Theo reached down, brushing his fingers over Muzzle’s snout. The creature leaned into the contact, letting out a deep, slow rumble.
“I don’t think it’s something to understand,” Theo said. “It’s something to respect.”
A long silence stretched between them.
Then Vekrul said, “You’ll return next term?”
“I’ve been cleared.”
“There will be others.” Theo looked at him. “Other humans,” Vekrul clarified. “Now that the results are being documented.”
Theo nodded slowly. “Then I guess I’ll have to make room.”
“Will they be like you?”
He smiled faintly. “Some better. Some worse.”
“But all of them will care.” Theo’s voice was quiet. “That’s what we do. We care first. Even when we shouldn’t. Especially when it hurts.”
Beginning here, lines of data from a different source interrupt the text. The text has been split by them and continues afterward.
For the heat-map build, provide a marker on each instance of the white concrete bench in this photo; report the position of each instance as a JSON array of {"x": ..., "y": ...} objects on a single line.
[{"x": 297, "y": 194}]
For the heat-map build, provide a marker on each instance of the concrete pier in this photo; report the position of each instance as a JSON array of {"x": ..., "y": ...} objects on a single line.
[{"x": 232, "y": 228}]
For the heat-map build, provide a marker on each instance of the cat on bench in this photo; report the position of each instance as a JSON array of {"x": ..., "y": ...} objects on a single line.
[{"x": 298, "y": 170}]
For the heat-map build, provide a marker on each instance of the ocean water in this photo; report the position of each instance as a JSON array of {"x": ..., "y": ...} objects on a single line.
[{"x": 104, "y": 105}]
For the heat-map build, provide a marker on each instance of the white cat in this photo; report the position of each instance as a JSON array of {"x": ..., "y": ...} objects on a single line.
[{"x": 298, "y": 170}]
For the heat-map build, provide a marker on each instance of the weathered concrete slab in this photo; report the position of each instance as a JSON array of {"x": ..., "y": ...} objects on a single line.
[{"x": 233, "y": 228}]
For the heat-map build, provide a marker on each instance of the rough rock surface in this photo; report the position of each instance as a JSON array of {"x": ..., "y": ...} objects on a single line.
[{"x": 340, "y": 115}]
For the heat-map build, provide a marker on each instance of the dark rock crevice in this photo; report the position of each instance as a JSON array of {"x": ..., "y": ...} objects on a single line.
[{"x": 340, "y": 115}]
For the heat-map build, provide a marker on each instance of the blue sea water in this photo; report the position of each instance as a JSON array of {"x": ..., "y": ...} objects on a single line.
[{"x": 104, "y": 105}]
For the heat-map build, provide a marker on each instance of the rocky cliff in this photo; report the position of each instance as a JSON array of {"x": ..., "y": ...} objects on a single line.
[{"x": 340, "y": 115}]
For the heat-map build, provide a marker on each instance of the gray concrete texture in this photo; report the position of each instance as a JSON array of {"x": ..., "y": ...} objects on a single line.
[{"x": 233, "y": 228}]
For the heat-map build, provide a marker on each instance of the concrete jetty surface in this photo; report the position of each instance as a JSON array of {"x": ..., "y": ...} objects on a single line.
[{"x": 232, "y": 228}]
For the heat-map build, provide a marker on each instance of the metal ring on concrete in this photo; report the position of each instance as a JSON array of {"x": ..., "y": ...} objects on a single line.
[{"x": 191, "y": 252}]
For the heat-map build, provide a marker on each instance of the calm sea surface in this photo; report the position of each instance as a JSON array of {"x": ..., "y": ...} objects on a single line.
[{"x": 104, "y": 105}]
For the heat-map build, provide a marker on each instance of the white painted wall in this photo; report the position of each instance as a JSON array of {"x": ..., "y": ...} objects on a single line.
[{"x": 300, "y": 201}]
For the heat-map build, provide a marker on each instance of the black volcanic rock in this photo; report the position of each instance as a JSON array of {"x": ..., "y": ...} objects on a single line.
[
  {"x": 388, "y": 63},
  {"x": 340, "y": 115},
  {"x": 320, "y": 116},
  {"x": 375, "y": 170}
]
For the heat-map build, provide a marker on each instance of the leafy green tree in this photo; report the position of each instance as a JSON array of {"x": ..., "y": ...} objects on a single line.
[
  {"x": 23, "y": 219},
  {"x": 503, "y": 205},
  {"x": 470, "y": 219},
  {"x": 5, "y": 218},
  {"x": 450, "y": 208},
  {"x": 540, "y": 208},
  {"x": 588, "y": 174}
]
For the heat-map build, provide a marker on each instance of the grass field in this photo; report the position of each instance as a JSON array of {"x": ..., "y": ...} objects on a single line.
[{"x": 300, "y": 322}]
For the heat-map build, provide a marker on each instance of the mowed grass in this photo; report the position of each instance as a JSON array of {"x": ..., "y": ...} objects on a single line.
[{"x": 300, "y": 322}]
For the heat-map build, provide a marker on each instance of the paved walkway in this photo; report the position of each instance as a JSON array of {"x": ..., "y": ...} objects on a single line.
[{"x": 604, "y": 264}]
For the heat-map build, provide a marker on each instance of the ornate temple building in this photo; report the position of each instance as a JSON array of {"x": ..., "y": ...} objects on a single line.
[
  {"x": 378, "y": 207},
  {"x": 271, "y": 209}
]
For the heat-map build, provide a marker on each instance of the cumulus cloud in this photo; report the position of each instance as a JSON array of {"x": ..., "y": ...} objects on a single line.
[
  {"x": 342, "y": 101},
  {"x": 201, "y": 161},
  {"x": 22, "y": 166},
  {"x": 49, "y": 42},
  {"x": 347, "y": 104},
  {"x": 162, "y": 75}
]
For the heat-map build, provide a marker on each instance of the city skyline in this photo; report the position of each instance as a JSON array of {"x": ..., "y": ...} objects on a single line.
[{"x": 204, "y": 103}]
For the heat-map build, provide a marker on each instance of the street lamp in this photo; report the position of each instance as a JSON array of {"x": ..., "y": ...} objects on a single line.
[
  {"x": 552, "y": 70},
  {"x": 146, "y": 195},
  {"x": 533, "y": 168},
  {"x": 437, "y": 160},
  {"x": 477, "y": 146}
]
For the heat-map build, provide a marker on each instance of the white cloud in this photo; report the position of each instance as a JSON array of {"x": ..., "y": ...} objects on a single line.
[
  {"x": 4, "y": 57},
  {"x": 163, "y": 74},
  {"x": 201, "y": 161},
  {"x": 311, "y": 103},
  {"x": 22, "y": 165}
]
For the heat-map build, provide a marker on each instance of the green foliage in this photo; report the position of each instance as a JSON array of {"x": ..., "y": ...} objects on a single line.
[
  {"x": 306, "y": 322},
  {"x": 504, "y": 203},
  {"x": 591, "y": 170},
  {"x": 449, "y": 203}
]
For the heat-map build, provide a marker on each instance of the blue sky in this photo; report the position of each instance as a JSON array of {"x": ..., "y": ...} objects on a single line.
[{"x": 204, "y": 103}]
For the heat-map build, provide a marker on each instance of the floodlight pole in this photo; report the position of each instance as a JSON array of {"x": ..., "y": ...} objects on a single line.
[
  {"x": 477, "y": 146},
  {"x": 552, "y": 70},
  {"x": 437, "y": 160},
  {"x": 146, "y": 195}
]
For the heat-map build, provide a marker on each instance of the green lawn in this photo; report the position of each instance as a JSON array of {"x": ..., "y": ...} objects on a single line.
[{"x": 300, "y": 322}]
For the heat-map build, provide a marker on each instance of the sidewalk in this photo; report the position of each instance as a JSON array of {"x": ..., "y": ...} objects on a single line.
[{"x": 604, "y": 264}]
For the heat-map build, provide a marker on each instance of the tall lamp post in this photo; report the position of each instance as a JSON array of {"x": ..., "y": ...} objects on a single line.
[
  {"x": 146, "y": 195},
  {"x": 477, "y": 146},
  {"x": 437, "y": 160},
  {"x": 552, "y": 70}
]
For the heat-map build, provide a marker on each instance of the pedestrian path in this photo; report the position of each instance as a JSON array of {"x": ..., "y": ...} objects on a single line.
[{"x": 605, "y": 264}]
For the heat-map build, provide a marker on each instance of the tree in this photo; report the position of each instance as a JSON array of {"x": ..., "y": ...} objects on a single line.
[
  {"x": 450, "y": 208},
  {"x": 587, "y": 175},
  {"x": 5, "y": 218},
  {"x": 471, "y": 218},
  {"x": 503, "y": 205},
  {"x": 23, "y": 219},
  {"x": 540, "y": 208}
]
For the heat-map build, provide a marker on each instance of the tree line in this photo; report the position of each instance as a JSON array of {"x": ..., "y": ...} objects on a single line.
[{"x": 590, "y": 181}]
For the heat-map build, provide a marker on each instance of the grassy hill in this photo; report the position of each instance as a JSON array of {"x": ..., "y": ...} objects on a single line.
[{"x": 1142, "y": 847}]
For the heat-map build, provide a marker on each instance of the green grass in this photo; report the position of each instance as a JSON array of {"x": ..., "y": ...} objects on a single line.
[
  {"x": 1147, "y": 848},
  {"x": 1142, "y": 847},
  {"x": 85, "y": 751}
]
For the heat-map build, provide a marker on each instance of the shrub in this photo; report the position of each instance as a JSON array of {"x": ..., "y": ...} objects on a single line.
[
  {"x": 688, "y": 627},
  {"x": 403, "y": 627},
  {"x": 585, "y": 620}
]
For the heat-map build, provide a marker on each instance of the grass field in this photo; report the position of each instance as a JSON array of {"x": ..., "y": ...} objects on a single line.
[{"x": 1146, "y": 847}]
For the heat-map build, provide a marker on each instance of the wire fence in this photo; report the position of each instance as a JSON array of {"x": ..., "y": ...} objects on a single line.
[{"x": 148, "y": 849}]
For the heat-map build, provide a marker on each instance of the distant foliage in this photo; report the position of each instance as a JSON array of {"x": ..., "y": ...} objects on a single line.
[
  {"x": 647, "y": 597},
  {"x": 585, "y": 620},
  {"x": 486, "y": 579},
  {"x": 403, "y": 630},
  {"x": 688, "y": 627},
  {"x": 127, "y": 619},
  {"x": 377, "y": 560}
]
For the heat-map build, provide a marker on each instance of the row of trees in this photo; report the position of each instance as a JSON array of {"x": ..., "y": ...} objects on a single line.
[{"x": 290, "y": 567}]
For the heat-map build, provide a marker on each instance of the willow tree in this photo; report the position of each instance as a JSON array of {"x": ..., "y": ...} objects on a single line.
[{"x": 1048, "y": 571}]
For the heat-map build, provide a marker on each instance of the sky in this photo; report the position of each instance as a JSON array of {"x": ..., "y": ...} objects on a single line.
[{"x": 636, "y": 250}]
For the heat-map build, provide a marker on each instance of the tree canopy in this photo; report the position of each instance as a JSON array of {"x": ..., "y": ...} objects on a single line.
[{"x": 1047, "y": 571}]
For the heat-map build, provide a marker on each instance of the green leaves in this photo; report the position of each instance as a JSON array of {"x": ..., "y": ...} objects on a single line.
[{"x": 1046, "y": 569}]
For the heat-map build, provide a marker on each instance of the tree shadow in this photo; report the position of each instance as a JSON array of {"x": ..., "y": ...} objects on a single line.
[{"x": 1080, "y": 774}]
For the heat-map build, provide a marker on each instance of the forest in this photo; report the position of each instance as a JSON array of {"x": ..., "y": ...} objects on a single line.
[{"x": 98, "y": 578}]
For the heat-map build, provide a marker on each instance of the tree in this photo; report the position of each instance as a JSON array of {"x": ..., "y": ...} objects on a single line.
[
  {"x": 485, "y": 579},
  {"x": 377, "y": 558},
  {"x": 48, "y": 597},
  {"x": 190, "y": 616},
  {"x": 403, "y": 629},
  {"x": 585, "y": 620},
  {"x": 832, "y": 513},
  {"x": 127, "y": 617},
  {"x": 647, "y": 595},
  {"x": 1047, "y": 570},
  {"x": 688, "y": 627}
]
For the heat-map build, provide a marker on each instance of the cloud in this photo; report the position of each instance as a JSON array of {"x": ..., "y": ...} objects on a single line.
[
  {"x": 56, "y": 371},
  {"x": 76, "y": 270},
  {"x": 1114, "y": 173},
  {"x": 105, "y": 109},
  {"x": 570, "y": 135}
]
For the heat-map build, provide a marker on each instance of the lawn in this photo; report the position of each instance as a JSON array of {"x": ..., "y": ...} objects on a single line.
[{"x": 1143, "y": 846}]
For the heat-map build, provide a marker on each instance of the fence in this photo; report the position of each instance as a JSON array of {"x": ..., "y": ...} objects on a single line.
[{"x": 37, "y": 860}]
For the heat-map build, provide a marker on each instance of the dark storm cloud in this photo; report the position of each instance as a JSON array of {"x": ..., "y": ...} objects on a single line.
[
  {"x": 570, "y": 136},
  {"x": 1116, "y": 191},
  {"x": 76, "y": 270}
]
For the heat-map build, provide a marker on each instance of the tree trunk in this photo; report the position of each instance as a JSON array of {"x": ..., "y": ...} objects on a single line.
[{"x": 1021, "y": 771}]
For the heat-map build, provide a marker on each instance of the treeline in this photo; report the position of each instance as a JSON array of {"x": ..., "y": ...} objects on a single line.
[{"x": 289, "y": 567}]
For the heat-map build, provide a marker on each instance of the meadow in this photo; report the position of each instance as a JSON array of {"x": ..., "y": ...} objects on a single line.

He flexed his hand—the one that had been paralyzed. Still tight some mornings. Still sore after long sessions. But functional.
He had worked for that.
Muzzle nudged his knee.
“I was wrong about your species,” Vekrul said unexpectedly. “You are not parasites. You are not apex predators.”
Theo raised an eyebrow. “Then what are we?”
Vekrul’s voice was low. Thoughtful.
“You are bridges.”
The legend of the human who calmed the uncalmable didn’t fade after the semester ended. It was translated. Interpreted. Mocked. Mythologized. Rewritten in a dozen tongues across the galaxy. Some versions made Theo into a prophet. Others a genetic fluke. A few didn’t mention him at all—just a human-shaped silhouette sitting quietly in a circle of teeth.
But the cadets who had been there knew.
They’d seen the way Muzzle curled up beside him. The way Theo never reached first. The way he let even monsters decide.
They’d watched the quiet war between fear and understanding play out in real time.
And they hadn’t forgotten.
Some began programs on their home worlds. *Trust protocols,* they called them. Others changed their predator training entirely. And a few—quietly, secretly—requested to be stationed with humans on diplomatic missions.
Not because humans were the strongest.
Not because they were the smartest.
Because they would sit down in the rain, in the dark, in the mouth of something that could kill them—and they would wait.
They would always wait.
Muzzle grew, over the following months. Not much—Drakth were slow-maturing—but enough that its sleeping coil took up more of Theo’s floor. Its scales darkened from soot-black to something closer to deep-space charcoal. Its six eyes learned to track multiple cadets at once without fixating.
It never hissed at a stranger again.
One afternoon, a new cadet arrived. A human. Young, wide-eyed, fresh from Earth’s first inter-species behavioral exchange program. She stood in the corridor outside Theo’s dorm, clutching a datapad and staring at Muzzle with the particular terror of someone who had read every article and believed half of them.
“Is that—” she started.
“Muzzle,” Theo said. “Yeah.”
“Does it bite?”
Theo looked down at the Drakth. Muzzle looked up at him, yawned—showing every fang—and then rested its head back on its paws.
“Only assumptions,” Theo said.
The new cadet didn’t laugh. But she didn’t run either. She just stood there, breathing, until Muzzle blinked slowly at her.
And then—just barely—she blinked back.
Vekrul watched from the end of the hall. His arms were crossed. His ridges were tight. But something in his posture had changed.
He wasn’t waiting for disaster anymore.
He was waiting to see what happened next.
And somewhere in the habitat bay, a cave stalker that hadn’t eaten in forty-seven cycles was finishing its second meal of the day, content and curled against the warm mesh of its enclosure. A Skrellian Behemoth nudged an enrichment sphere. A Viperwolf lay down in artificial rain and closed its eyes.
They had all learned the same thing, in their own way.
Not every hand that reaches is a threat.
Not every silence is a trap.
And sometimes—if you sit still long enough—the monster purrs.